Now, I'm extremely lucky, and I know it. My conditions of employment (and the accompanying health insurance) are outstandingly protective of employees in such circumstances. Both my line manager and my direct colleagues have been consistently, overwhelmingly understanding and supportive, despite this being an particularly bad time for our small team to be one (wo)man down. My doctor/therapist is a wonderful match for what I've needed, and has helped me out of some very, very deep holes. Much of the early summer I spent feeling stupefied at how bad things could be; mid-way through I was largely terrified of just how little control I had of my mind (and how much control it had over me, in worse ways than I could have imagined). Autumn was spent in despair and frustration, because how can 6 months on all the drugs not make the slightest bit of difference? And then, one Sunday morning in November, just like that, I woke up feeling normal. Out of nowhere. I'm incredibly, incredibly lucky.




It doesn't matter that feeling normal felt so unfamiliar, and how many months or years had it been since normal was normal, anyway? It doesn't matter that I mind, deeply, that I had to take so much time away from my 'real life', to be absent not just from my job but in many respects also from my husband, my children, from all the people who care about me. And of course, to wake up feeling normal rests very much on what is finally the right combination of medication, and on the weeks of mindfulness-based cognitive therapy, and on the rest I eventually managed to give myself.  But what I overwhelmingly feel is luck. Mental health balances on a pin, and I'm all too aware how easy it is to fall.




So, as I head into 2015, that's what's behind me (I hope).

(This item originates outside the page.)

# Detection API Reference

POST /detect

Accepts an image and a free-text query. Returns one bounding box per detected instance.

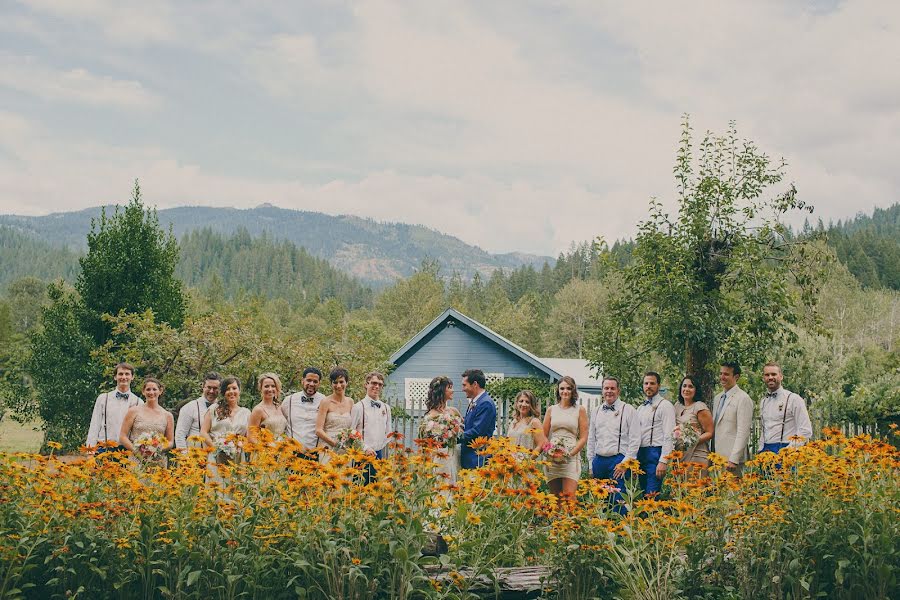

Mindfully taking life one breath at a time, or trying to (have you tried? It's not that easy). There is still making - there is always making. Now you know how I found the time to produce an entire new summer wardrobe for 2014 :-)  And I've had plenty of time to consider just how creativity plays in all this: making the mind, mindfully making... I think there will be a post about all that, at some point.

For today, I think I'll just leave it here. If you've read this far - thank you. Please don't feel the need to comment, especially as I'll very likely come over all awkward and not reply (yes, I'm already cringing in embarrassment at that as-yet unhappened possibility). Normal blog service will resume shortly: right now I'm just glad that I can 'come back', to talk again about the things I've made and the me behind the screen who made them.

The me that's stitching myself back together, as best I can.




All pictures in this post are of the weaving house at Fotovikens Museum of living Viking history, southern Sweden.